Ukraine’s Cabinet of Ministers on Friday approved a new list of stepped-up national lockdown measures, including mandatory use of face masks in public places; a ban on gatherings of more than two; the closure of all parks, playgrounds, and recreation areas; and a requirement to carry an official form of identification when in public.

“We predict we will soon see a peak rise of coronavirus incidence in Ukraine,” Ukraine’s Chief Medical Officer Viktor Liashko told reporters in Kyiv on Friday. 

“Therefore, we propose tough measures since our calculations show that by implementing additional measures to isolate people and limit their mobility, we can significantly reduce the number of critical cases and the number of deaths,” Liashko said.

Some Ukrainian lawmakers have said the national lockdown may last until May 15.

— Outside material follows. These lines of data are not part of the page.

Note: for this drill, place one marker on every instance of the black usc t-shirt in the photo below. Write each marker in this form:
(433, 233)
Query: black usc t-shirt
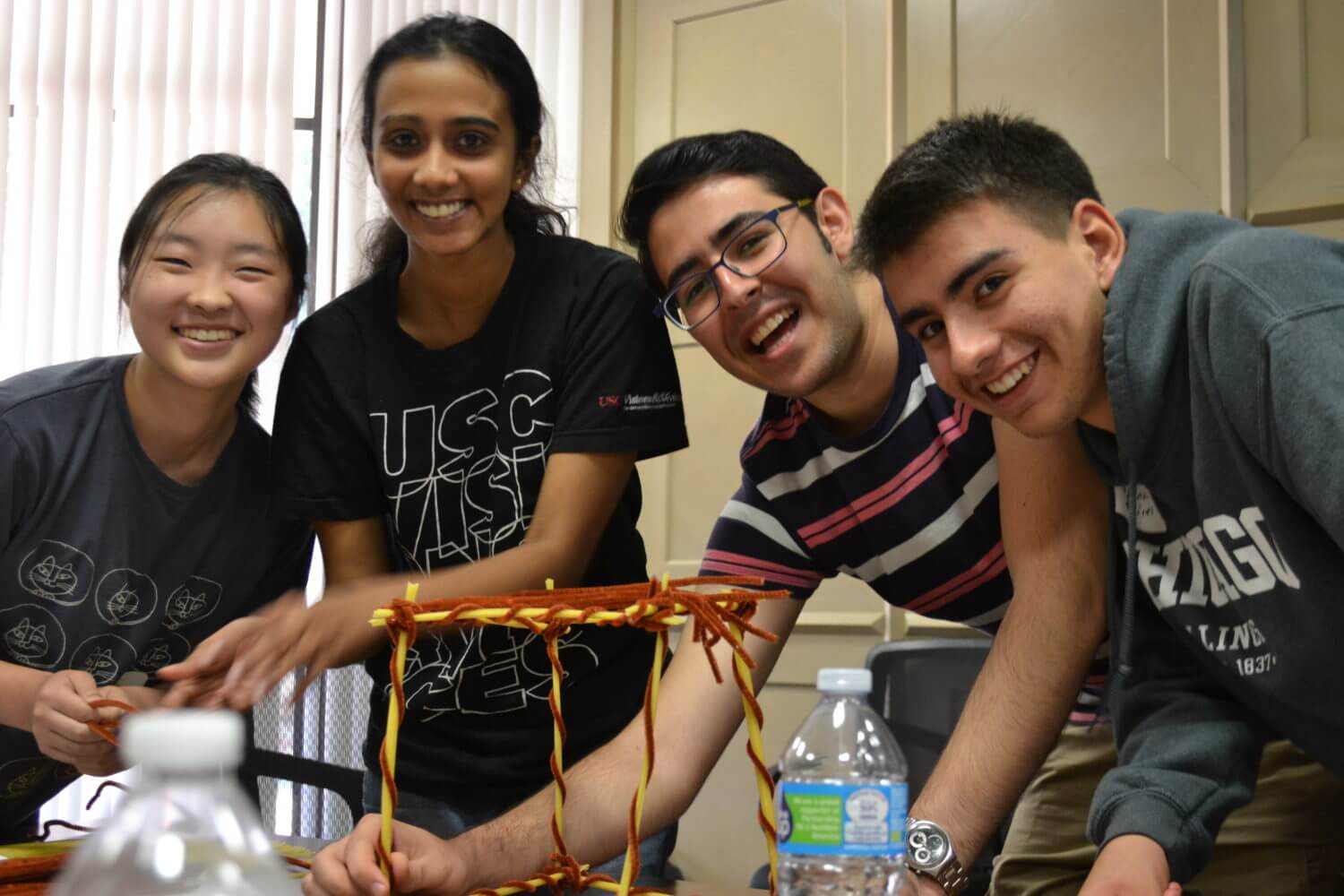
(451, 446)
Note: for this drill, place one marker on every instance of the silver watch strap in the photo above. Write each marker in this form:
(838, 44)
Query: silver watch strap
(952, 877)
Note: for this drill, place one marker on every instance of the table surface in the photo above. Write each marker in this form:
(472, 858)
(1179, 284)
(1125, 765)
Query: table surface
(297, 844)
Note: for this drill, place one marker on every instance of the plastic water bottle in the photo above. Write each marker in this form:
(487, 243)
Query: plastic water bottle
(187, 829)
(840, 806)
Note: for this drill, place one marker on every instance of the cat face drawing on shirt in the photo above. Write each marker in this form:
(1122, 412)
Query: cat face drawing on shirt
(51, 576)
(161, 651)
(27, 640)
(126, 597)
(102, 657)
(123, 603)
(99, 664)
(32, 635)
(56, 571)
(193, 600)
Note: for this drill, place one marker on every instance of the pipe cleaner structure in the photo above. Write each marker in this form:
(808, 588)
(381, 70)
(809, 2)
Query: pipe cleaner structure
(723, 616)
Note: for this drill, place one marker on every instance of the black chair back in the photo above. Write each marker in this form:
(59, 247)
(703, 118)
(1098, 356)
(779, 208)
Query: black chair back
(330, 780)
(919, 688)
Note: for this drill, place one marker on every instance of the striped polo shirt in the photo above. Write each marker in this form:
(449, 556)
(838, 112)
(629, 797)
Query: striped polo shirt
(910, 506)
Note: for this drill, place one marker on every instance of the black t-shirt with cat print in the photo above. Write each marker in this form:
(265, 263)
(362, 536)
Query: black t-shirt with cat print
(109, 565)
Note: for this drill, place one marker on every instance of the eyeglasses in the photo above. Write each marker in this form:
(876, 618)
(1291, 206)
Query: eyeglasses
(750, 252)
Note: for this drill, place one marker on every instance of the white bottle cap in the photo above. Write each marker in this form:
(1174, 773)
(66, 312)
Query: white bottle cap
(183, 739)
(844, 680)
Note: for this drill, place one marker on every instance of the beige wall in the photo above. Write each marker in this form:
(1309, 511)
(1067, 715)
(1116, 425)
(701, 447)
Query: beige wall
(1215, 105)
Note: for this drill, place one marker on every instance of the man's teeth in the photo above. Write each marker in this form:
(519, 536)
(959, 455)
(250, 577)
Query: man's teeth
(440, 210)
(207, 335)
(1004, 383)
(769, 327)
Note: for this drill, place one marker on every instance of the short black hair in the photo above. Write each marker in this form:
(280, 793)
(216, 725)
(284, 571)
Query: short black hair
(988, 155)
(204, 175)
(683, 163)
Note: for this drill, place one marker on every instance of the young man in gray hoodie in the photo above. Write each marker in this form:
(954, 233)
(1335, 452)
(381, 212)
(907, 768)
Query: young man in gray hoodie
(1199, 362)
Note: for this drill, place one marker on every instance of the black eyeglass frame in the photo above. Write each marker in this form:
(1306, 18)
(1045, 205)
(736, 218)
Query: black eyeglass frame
(667, 303)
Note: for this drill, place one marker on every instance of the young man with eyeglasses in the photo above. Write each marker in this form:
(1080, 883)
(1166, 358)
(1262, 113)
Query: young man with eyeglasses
(859, 465)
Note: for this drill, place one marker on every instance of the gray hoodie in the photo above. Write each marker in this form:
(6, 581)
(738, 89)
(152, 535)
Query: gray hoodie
(1225, 360)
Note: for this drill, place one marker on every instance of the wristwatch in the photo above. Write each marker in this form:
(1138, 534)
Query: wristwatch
(929, 852)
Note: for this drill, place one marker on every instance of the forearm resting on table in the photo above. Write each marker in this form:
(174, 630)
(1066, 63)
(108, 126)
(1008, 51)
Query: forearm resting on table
(696, 718)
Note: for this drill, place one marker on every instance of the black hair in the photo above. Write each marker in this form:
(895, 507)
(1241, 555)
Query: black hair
(210, 174)
(503, 64)
(988, 155)
(683, 163)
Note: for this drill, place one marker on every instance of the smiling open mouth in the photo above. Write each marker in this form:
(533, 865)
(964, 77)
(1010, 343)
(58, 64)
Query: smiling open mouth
(1010, 381)
(773, 328)
(440, 210)
(203, 335)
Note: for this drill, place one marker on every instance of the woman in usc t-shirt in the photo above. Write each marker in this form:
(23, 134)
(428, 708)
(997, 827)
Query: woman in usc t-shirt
(470, 414)
(136, 509)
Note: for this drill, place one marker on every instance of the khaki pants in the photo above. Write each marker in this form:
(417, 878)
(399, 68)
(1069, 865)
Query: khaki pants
(1288, 840)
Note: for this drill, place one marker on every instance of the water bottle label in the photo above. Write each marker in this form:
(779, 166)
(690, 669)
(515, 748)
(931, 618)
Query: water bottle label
(841, 820)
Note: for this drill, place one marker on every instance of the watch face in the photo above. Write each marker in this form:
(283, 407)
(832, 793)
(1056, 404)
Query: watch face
(927, 847)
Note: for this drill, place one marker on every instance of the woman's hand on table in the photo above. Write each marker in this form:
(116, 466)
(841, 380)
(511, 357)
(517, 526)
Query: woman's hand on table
(241, 662)
(61, 716)
(1131, 866)
(421, 864)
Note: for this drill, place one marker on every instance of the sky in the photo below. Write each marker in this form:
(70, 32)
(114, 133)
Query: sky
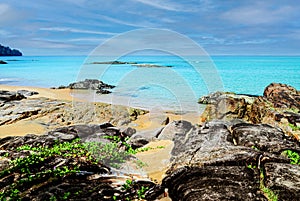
(221, 27)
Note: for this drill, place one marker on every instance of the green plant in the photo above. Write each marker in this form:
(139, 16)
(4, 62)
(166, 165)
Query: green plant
(294, 128)
(141, 192)
(250, 166)
(127, 185)
(293, 156)
(66, 195)
(32, 168)
(268, 192)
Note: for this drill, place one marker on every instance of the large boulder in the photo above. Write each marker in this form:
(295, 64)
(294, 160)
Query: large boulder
(222, 160)
(9, 96)
(93, 84)
(279, 107)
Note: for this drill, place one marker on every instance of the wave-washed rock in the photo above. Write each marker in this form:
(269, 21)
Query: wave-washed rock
(92, 84)
(19, 95)
(113, 62)
(151, 66)
(7, 51)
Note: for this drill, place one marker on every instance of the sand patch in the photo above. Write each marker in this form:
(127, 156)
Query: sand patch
(157, 159)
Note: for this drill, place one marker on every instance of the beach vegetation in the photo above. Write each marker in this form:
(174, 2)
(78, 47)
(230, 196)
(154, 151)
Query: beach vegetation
(270, 194)
(293, 156)
(294, 128)
(34, 168)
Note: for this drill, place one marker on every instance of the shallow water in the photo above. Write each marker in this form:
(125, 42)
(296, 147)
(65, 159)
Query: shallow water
(176, 88)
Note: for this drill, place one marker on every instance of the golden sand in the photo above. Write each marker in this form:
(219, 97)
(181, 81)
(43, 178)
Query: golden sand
(59, 94)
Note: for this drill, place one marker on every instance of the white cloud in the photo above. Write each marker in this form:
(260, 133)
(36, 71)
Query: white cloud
(259, 13)
(165, 5)
(137, 24)
(3, 9)
(67, 29)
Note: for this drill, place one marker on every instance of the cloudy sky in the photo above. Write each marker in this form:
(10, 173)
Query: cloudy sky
(76, 27)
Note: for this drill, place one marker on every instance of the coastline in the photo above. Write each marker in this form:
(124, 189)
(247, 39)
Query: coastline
(222, 141)
(148, 121)
(61, 94)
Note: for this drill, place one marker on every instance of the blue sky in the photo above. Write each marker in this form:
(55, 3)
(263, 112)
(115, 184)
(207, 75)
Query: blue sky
(76, 27)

“Coronavirus is spreading throughout Ukraine. The only way to break the chain of infection and save human lives is to strengthen quarantine measures,” Ukrainian Prime Minister Denys Shmyhal said in a video address.

Eastern Promises

Ukraine is in the midst of a top-to-bottom political, economic, and cultural divorce from Moscow due to Russia’s 2014 invasions of Ukraine’s Crimean Peninsula and Donbas region. Consequently, Kyiv has been looking for new markets in which to sell its goods, as well as foreign investors to jump-start its economy. 

Enter China.

Over the past five years, Beijing has ramped up its investments in Ukraine to prepare the nation’s transportation infrastructure for its role as a portal into Europe for China’s proposed One Belt, One Road overland trade route across Asia. Beijing ultimately wants Ukraine to become a stable, reliable partner through which Chinese goods can flow into Europe.

Last year, that effort bore fruit when China overtook Russia as Ukraine’s top trading partner. Ukraine has replaced the U.S. as China’s top supplier of corn. And China is now the top purchaser of Ukrainian military arms, according to data from the Stockholm International Peace Research Institute.

As part of its rupture with Moscow, Ukraine in 2015 banned all vestiges of its Soviet past. It’s now technically illegal to fly the hammer-and-sickle flag or to play the Soviet national anthem. All statues of Vladimir Lenin have come down.

Thus, it’s not without a touch of historical irony, some say, that in the midst of the coronavirus pandemic, Ukrainians identify communist China as the country that has helped them the most.

“Though we still undergo decommunization, the majority of Ukrainians do not draw a direct line between the communist ideology and China,” Khara said. 

“Meanwhile, we keep in mind that China has never supported Ukraine in the United Nations and elsewhere on the issues of [Russia’s] illegal annexation of Crimea and Russian aggression and occupation in the Donbas.”